Living in this new location has granted me both feelings of security and adventure. Safe adventure. Is that an oxymoron? It's an ideal location to experience interesting occurrences without having to venture out too far. In fact, I've had many interesting and humorous interactions with others merely standing at the front door of my apartment, from people who knock on the wrong door (and are surprised by the sweatpants-clad white woman who does not even remotely resemble their Chinese friends/family members) to the time a nice, but insistent woman arrived to borrow some dishes I had put away in storage (I thought she was a cleaning lady my landlord hired and was slightly confused and annoyed when she began to search all over the kitchen, and then the entire house, for pots and pans).
And I'm constantly surprised by the level of adventure that I encounter inside my apartment building. One morning I walked outside to see that my next door neighbor's doormat was pushed away from the door. I don't really blame them for wanting to put some distance between them and their mat. If my doormat had, what I'm hoping was dog, poop sitting on it, I'd push it away from where I live too. When I came home from work the offending object had vanished, and apartment 501 had reclaimed their doormat. This will remain a mystery to me, because as far as I know, they don't own a dog...

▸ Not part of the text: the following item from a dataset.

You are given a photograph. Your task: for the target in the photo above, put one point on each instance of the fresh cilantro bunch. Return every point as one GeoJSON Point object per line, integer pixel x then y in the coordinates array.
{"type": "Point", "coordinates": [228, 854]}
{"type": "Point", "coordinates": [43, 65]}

Another exciting occurrence shortly after I moved in: my downstairs neighbor (I'm on the fourth floor, he was on the first) died. Ok, I can't prove it, but the evidence was not in his favor.
1. He was constantly coughing up lung-fulls of what sounded like his own lungs...so. poor health.
2. One day, the coughing stopped, after which there was a procession of wailing women who walked through the neighborhood.
3. Said wailing women entered into my building and, what I assume was, his apartment.
4. For a week or so after this, incense appeared in the stairwell and was constantly burning right outside his apartment
Now, I'm no detective, but I think it's safe to assume he no longer lives here. But you know what they say, "out with the old, in with..." Too soon? Yeah, you're probably right.
My community also has a variety of useful resources: a couple of co-op stores (both general grocery and fruit/veggie), drinking water pumps, trash collections, a couple local restaurants, and several walking/hiking paths nearby leading up the mountain behind us or inside the horticultural expo neighboring us. I've been told the locals have a "free" entrance to the expo, which involves several openings cut into the expo's fence. Sounds legit, right? However, as tempting as this avenue is to my thrifty nature, there are plenty of genuinely free paths for me to venture down with much less risk. It's one thing for the locals to take this discounted shortcut, they could more easily blend in with other paying expo-goers. While I'm no expert, I think the horticultural staff would notice the sudden appearance of a giant white girl perusing
the park. While waiting for the bus, people driving cars often slow down to stare at me, so I know I'm not someone who can sneak into a park without drawing much attention...Fortunately, over this year I've had the opportunity to walk many of the public paths and trails with my students before the weather got cold.
As spring has officially sprung, I'm hoping to venture out on these paths again soon to more fully enjoy the flowers blooming. Rest assured, I'll try to have an outdoor adventure soon, and I'll be sure to return here shortly after said adventure to share my experience.
In addition to my renewed commitment for regular blogging, such adventures and more awkward encounters with the locals of Qingdao are a little something for both of us to look forward to in the near future.